# Plugging a WAP into a WAP



## dvl@ (May 11, 2013)

I want to provide a wireless network for the Bacula tutorial attendees.  It has to be a network I control because I'm putting a server in there, with 20 jails, each with an IP address in 10.0.44/24. I provide this wireless network with a small WAP, which hands out IP addresses in that range. I want the WAP to be a gateway, so people can still do their work. 

The problem: I cannot connect the WAP into a hardwired network.  There is a WIFI network present. The proposal: get another WAP, get it connecting to the local wireless, and plug my WAP into that WAP. 

Feasible?  Suggestions for something I can buy off the shelf to get this working without installing firmware etc?  Why?  My time is limited.  :/


----------



## phoenix (May 11, 2013)

Just find a dual-radio access point.  They'll support WDS (wireless distribution system) and should support bridging wireless networks.

If you have a local reseller, Ubiquity's UniFi APs can do some amazing things like this, and they're only ~$80 US.

Otherwise, off-the-shelf dual-radio access points should as well.  One radio connects to the existing wireless network, the other radio advertises it's own wireless network, and the AP bridges between the two.

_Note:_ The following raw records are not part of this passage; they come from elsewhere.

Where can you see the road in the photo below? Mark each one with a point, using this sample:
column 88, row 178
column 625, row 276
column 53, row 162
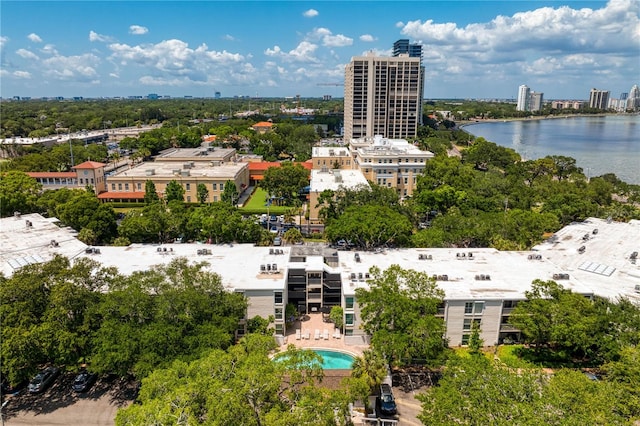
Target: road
column 58, row 405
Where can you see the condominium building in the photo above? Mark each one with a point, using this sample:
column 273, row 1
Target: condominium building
column 598, row 99
column 383, row 96
column 595, row 258
column 394, row 163
column 129, row 185
column 523, row 98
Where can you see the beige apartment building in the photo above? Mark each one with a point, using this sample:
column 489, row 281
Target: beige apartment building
column 130, row 184
column 331, row 158
column 383, row 96
column 394, row 163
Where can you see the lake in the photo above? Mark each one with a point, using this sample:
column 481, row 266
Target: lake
column 600, row 144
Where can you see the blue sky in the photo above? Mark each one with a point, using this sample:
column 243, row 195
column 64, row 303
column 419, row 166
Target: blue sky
column 472, row 49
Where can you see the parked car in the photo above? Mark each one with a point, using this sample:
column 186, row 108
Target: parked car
column 83, row 381
column 43, row 380
column 387, row 402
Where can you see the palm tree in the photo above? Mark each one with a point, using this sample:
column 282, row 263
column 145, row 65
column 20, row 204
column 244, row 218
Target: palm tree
column 372, row 366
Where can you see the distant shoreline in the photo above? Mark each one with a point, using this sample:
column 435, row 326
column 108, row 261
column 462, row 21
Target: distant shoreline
column 465, row 123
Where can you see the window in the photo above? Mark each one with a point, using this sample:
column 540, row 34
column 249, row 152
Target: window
column 349, row 302
column 466, row 326
column 349, row 319
column 473, row 308
column 468, row 307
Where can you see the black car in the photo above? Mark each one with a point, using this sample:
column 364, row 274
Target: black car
column 43, row 380
column 83, row 381
column 387, row 402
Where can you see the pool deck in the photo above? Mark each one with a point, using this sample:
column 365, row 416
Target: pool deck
column 310, row 324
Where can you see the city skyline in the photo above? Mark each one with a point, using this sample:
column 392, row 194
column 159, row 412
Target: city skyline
column 280, row 49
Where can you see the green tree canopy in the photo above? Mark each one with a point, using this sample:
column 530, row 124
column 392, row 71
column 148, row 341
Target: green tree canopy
column 285, row 182
column 18, row 193
column 398, row 311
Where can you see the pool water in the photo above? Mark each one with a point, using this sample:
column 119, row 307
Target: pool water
column 332, row 360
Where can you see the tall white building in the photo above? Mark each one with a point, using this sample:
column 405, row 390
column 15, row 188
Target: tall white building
column 633, row 99
column 383, row 96
column 524, row 94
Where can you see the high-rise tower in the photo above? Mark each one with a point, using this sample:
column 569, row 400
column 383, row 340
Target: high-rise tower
column 383, row 96
column 524, row 94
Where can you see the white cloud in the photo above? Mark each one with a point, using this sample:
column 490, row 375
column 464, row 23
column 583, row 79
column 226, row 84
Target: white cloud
column 94, row 36
column 543, row 30
column 27, row 54
column 302, row 53
column 80, row 68
column 22, row 74
column 337, row 40
column 311, row 13
column 173, row 62
column 34, row 38
column 138, row 30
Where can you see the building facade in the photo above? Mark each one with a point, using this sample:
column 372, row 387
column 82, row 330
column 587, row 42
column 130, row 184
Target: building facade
column 383, row 96
column 394, row 163
column 523, row 98
column 598, row 99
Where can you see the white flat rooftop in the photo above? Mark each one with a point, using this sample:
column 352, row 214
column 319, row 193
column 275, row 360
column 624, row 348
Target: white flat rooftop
column 167, row 168
column 334, row 179
column 21, row 245
column 239, row 265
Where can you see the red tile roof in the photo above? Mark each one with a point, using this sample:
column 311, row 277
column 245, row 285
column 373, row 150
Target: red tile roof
column 121, row 195
column 263, row 124
column 52, row 174
column 264, row 165
column 89, row 165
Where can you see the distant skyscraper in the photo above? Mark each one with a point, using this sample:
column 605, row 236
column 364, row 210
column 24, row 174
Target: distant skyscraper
column 598, row 99
column 524, row 94
column 535, row 101
column 633, row 101
column 414, row 50
column 383, row 96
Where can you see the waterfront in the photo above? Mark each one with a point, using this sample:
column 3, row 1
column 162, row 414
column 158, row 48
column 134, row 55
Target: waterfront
column 600, row 144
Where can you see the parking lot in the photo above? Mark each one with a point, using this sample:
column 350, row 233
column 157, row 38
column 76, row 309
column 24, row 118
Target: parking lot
column 59, row 405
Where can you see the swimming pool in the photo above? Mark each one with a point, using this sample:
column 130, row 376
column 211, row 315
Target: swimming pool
column 331, row 359
column 334, row 360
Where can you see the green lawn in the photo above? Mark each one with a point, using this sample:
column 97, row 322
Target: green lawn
column 257, row 204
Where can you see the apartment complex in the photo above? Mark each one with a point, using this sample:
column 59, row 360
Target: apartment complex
column 394, row 163
column 598, row 99
column 529, row 100
column 383, row 96
column 594, row 258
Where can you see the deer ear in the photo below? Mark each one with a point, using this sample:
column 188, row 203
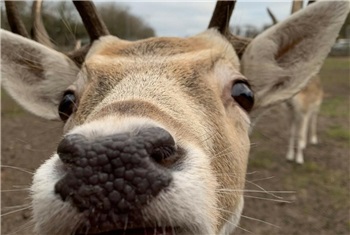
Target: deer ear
column 34, row 75
column 279, row 62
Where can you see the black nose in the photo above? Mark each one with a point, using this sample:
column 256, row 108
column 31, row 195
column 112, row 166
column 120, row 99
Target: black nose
column 114, row 176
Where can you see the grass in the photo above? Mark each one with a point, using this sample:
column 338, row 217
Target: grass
column 263, row 159
column 334, row 107
column 9, row 108
column 321, row 177
column 339, row 133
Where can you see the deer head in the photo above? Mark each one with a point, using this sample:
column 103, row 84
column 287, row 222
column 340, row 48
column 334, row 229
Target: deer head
column 156, row 131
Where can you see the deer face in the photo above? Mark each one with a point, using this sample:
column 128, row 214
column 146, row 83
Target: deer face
column 172, row 94
column 156, row 131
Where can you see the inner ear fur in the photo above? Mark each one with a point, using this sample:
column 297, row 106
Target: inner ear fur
column 280, row 61
column 34, row 75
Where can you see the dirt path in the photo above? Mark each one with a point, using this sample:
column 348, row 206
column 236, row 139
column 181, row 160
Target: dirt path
column 319, row 201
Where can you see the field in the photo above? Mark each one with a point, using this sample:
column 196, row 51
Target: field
column 281, row 198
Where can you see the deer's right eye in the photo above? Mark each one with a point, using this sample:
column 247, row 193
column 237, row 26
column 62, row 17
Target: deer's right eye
column 243, row 95
column 67, row 105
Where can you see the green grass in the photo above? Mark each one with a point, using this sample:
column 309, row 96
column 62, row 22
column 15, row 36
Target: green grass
column 335, row 107
column 263, row 159
column 316, row 175
column 336, row 63
column 9, row 108
column 339, row 133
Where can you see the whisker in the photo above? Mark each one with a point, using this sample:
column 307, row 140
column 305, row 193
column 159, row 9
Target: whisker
column 15, row 211
column 19, row 169
column 15, row 190
column 24, row 226
column 256, row 185
column 259, row 220
column 267, row 199
column 15, row 207
column 253, row 191
column 266, row 178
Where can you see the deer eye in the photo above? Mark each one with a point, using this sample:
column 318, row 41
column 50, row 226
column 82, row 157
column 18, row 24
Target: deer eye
column 243, row 95
column 67, row 105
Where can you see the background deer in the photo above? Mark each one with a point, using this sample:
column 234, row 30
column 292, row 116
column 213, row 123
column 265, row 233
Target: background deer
column 156, row 131
column 304, row 108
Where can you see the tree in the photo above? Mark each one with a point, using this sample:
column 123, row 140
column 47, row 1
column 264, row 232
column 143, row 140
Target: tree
column 64, row 25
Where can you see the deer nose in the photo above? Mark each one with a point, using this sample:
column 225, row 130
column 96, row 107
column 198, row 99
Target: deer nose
column 116, row 174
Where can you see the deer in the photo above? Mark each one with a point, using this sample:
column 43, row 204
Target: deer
column 304, row 108
column 156, row 131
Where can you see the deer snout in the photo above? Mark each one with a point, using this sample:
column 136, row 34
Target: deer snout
column 111, row 178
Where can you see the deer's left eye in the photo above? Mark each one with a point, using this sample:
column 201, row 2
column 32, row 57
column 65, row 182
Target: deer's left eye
column 243, row 95
column 67, row 105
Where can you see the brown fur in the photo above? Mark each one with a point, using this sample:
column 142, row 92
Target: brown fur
column 184, row 64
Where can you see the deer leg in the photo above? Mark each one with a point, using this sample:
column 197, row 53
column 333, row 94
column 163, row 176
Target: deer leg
column 313, row 128
column 302, row 133
column 290, row 153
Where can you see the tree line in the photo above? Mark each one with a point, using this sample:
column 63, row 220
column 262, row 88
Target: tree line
column 64, row 25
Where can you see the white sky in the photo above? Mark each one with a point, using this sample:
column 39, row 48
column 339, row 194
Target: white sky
column 185, row 18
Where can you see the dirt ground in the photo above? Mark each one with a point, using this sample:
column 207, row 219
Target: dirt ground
column 281, row 198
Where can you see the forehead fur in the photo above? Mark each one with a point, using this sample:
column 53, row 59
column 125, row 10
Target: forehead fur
column 210, row 41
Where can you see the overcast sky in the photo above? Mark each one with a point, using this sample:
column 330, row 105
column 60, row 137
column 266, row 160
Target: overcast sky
column 185, row 18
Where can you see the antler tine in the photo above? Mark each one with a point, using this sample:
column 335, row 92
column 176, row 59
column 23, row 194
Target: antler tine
column 14, row 19
column 221, row 18
column 92, row 21
column 39, row 32
column 222, row 15
column 272, row 16
column 296, row 6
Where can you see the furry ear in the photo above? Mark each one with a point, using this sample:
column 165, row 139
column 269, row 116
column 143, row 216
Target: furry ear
column 34, row 75
column 280, row 61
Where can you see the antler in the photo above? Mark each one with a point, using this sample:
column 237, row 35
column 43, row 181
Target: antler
column 296, row 6
column 272, row 16
column 221, row 18
column 39, row 32
column 222, row 15
column 92, row 21
column 14, row 20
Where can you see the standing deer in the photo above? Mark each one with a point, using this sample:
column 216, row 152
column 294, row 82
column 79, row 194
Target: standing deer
column 304, row 107
column 156, row 130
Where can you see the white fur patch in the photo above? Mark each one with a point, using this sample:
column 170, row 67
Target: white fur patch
column 187, row 203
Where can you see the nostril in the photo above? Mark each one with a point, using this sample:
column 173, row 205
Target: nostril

If you need them to be completely separate networks, then you may be better off building a quick server using a wireless NIC and a wired NIC and do NAT on there, and then plug your new AP into the wired NIC.


----------



## wblock@ (May 11, 2013)

Ow, my brain.  You mean:


```
[color="Red"]|
   |[/color]
bigWap
   |
littleWap
  [color="Red"]|[/color]   |
  [color="Red"]|[/color]  server
  [color="Red"]|[/color]
 users
```

The red there is wireless.  Configuring bigWap as a wireless bridge is the only problem, the rest is normal.  I'm pretty sure DD-WRT can do that.  Why not just plug the WAN port on littleWap into the closest Ethernet?


----------



## dvl@ (May 11, 2013)

wblock@ said:
			
		

> The red there is wireless.  Configuring bigWap as a wireless bridge is the only problem, the rest is normal.  I'm pretty sure DD-WRT can do that.  Why not just plug the WAN port on littleWap into the closest Ethernet?


 
It's not my network to plug into.  It's filtered by MAC address.  The WiFi has no such restrictions, but getting access to the wired network seems to be troublesome.


----------



## wblock@ (May 11, 2013)

Depending on room, the wireless access wasn't always great either...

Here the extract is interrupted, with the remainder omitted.